Carl ANDRE (1935-2024) s’est en effet fait connaître dans le monde de l’art new-yorkais des années 1960 avec une œuvre austère mais sensible, qui met les matériaux, l’environnement et l’expérience au cœur du système. Ce que souhaitait l’artiste, c’était “une sculpture libre de toute association humaine, une sculpture qui permettrait à la matière de parler d’elle-même”, déclarait-il à The Economist en 2000. Ainsi, son travail consistait souvent en des formes fabriquées industriellement à partir de matières premières simples, telles que le métal, le granit, le bois et la brique. Des sculptures dont les modules sont disposées selon des motifs autoportants où installés au sol afin que le spectateur puisse marcher dessus. Cette figure totémique du minimalisme affiche une vie et une carrière coupées en deux, avec un avant et un après Ana Mendieta.
Un pionnier du minimalisme au coeur de graves controverses
Andre obtient un diplôme de la Phillips Academy d’Andover, dans le Massachusetts, grâce à une bourse. En 1954, il se rend au Royaume-Uni et découvre le site de Stonehenge qui aurait été déterminant dans sa décision de se lancer dans la sculpture. Après un an dans l’armée, il déménage à New York en 1956. Il y rencontre le sculpteur roumain Constantin Brancusi, dont il dira plus tard que le travail fut essentiel pour façonner sa propre pratique, notamment ses premières œuvres en bois de la fin des années 1950.

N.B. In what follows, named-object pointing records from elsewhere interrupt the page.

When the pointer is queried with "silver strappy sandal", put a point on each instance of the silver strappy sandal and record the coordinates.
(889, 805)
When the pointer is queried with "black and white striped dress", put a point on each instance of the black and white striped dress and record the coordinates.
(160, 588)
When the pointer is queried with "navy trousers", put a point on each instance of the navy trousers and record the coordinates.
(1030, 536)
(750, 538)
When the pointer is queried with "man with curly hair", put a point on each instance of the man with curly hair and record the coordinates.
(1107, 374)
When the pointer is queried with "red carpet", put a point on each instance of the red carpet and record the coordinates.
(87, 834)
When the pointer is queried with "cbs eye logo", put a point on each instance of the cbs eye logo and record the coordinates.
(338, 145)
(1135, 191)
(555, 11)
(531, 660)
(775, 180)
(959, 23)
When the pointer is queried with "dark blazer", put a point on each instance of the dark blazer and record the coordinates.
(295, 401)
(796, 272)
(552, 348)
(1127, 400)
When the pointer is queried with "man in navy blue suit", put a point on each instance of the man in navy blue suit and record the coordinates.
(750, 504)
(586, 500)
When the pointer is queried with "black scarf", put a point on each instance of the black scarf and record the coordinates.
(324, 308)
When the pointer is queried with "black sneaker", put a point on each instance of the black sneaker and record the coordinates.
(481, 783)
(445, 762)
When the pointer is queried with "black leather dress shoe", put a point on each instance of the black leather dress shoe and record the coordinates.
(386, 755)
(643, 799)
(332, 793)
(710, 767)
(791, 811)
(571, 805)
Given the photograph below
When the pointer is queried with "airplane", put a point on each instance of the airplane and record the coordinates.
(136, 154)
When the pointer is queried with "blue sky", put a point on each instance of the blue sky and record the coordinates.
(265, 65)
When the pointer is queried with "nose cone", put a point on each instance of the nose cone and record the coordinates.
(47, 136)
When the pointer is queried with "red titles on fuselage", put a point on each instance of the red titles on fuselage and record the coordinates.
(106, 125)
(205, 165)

En 1958, il rencontre l’artiste Frank Stella, en plein essor à l’époque. Stella lui permet d’utiliser son atelier et cet accord entre les deux artistes, qui perdure jusqu’en 1960, permet à Carl Andre de travailler sa série Element, faite de morceaux de bois pré-découpés et disposés selon des formes rythmiques. Par la suite, il se lance dans ses œuvres les plus célèbres, celles de la série Plaines et Carrés, composées de fines plaques de métal agencées en damier sur le sol, sur lesquelles les spectateurs étaient invités à marcher. Les œuvres de cette série sont aujourd’hui les plus cotées, certaines s’échangeant à plus de deux millions de dollars aux enchères.
Carl André : nombre de lots vendus(copyright Artprice.com)
Sa première exposition personnelle, organisée par Henry Geldzahler à la galerie Tibor de Nagy de New York, arrive en 1965 et cinq ans plus tard, ses œuvres sont exposées au Musée Guggenheim pour sa première rétrospective à New York. Le succès est alors au rendez-vous mais sa carrière va être mise à mal par une immense tragédie.
En 1985, Carl Andre est en effet accusé du meurtre de sa troisième épouse, l’artiste Ana Mendieta, décédée suite à une chute de 34 étages depuis la fenêtre de leur appartement à Greenwich Village. Il nie avec ferveur toute implication dans cette tragédie et il est acquitté en 1988. Cependant, la controverse autour de la mort d’Ana Mendieta et de la décision de justice déclenchent des manifestations en marge des expositions de Carl Andre dans les années qui suivent. En 1992, 500 manifestants rassemblés par la Women’s Action Coalition font bloc devant le SoHo Guggenheim car une sculpture d’Andre fait partie de l’exposition inaugurale. Certaines militantes, dont le groupe artistique féministe Guerilla Girls, comparent même le procès de Carl Andre au tristement célèbre cas d’O.J. Simpson. L’artiste déménage en Europe pendant plusieurs années après la fin du procès et les controverses liées au drame ralentissent quelque peu l’essor de sa carrière.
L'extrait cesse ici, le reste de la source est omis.